The study, which was published in Cell Metabolism, describes the process that cells go through in order to optimize and regulate their ability to use sugars and fats as food sources, and how different factors can affect the cells. Some cells prefer sugars over fats, while others can switch from one nutrient to another. Researchers knew why cells changed how they broke down nutrients, but now they finally know what and how the nutrient's sugar and fat are broken down, thanks to one key trigger.

“The real digestion of foods takes place in all the cells of the body,” said lead Dr. José Antonio Enríquez, the study’s lead author.

The cells have their own system with rules that allow them to capture certain nutrient molecules and transport them to a place where they’ll be ideally used, and if there’s a surplus of nutrients, cells can choose to discard undesirable molecules.

Nutrients are attracted to the mitochondria, known as the powerhouse of the cell. This specialized organelle triggers nutrients to release the energy held in their chemical bonds. Sugars and fat are both burned in the mitochondria, but since certain cells are inclined to burn one or the other as their main fuel source, the cells adjust themselves.

"This adjustment can be likened to refitting your boiler to burn natural gas or butane,” Enríquez said.

The amount of nutrients that are made available to cells depends on a person’s diet, exercise, activation of the immune system in the case of sickness, and also fasting periods. Cells must adapt themselves to these changes in order to use the nutrients given to them as efficiently as possible. For example, if the body is fighting off an infection, the immune system is working hard and, even if cells are receiving the same type and amount of nutrients, the cells will adjust themselves to burn more sugar and use less fat.

Mitochondria’s adjustment to certain factors is called the electron transport chain (ETC).
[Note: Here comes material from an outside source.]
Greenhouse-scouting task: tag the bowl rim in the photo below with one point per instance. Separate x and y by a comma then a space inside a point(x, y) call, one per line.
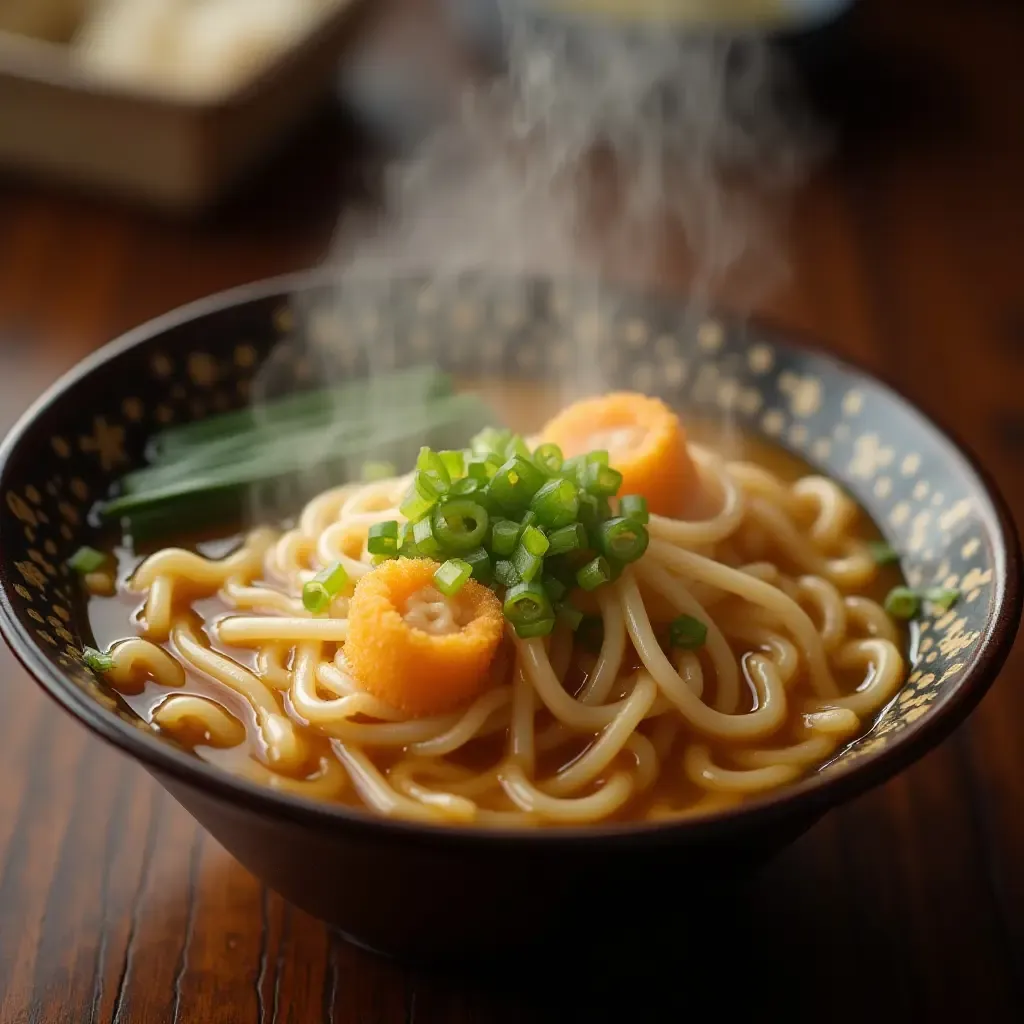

Previously, researchers didn’t know how the cells would adjust to certain signals, but they've recently discovered an additional gas that mitochondria uses to burn sugars and fats aside from oxygen, water, and carbon dioxide. The relative oxygen species (ROS) and hydrogen peroxide (H2O2) is produced.

"The ETC was known to adapt, but the signals that promote this change and the molecules responsible for it were not known," Enriquez said.

When H2O2 is produced, it activates a sensor called Fgr-tyrosine kinase (Fgr), which tells the ETC that it isn’t burning fatty acids arriving in the mitochondria efficiently. The cell adjusts itself and begins to optimize burning fatty acids. Fgr is the key mechanism that researchers can now recognize as the trigger cells use to breakdown fats from sugars.

The research team believes there is another molecule that is used to act as an alarm to tell ETC to switch back to burning fats to sugars, just like Fgr does for the reverse.